Procurador-geral da República não é um “núncio do poder político”
Um dos argumentos apresentados pelo sindicato liderado por Paulo Lona indicava que o exercício da ação hierárquica por parte do procurador-geral da República poderia ter na sua origem uma alegada interferência política — uma memória do tempo do ex-procurador-geral Pinto Monteiro, indicado pelo Governo de José Sócrates para liderar a PGR, e da sua interferência na investigação do processo Face Oculta.
Contudo, os conselheiros do STA rejeitaram do ponto de vista jurídico que esse argumento tivesse fundamento.
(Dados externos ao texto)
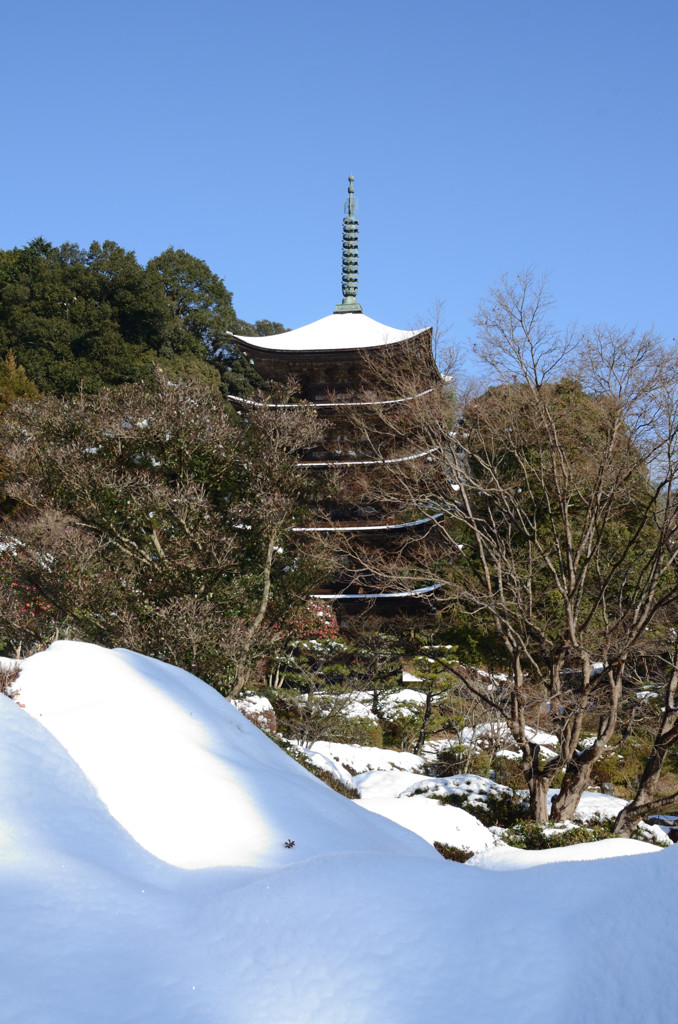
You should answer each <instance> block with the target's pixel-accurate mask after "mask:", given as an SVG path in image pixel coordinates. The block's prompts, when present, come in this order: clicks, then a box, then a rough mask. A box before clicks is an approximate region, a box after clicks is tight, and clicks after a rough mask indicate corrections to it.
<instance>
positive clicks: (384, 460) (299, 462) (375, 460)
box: [297, 447, 437, 469]
mask: <svg viewBox="0 0 678 1024" xmlns="http://www.w3.org/2000/svg"><path fill="white" fill-rule="evenodd" d="M434 452H437V449H435V447H433V449H427V450H426V451H425V452H417V453H416V454H415V455H404V456H400V457H399V458H398V459H356V460H352V461H349V462H338V461H337V462H298V463H297V466H298V467H299V468H301V469H313V468H314V467H315V466H317V467H323V466H389V465H391V464H392V463H396V462H413V461H414V460H415V459H425V458H426V456H430V455H433V453H434Z"/></svg>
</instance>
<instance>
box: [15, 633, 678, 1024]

“O facto de o PGR ser politicamente nomeado pelo Presidente da República sob proposta do Governo, não faz dele um núncio do poder político, garantindo a CRP a autonomia externa do MP, estando assegurada a autonomia do PGR relativamente a qualquer outro poder, encontrando-se apenas vinculado à legahdade e objetividade na sua ação”, lê-se no acórdão do STA.
Avocar inquéritos não choca com Estatuto do MP
A possibilidade de um superior hierárquico avocar um inquérito ou substituir um procurador em caso de recusa de cumprimento de uma ordem era outra das matérias contestadas nesta diretiva pelo SMMP.
Contudo, o STA entendeu que esses cenários já estavam previstos no Estatuto do Ministério Público e que a diretiva não mudou significativamente essa situação.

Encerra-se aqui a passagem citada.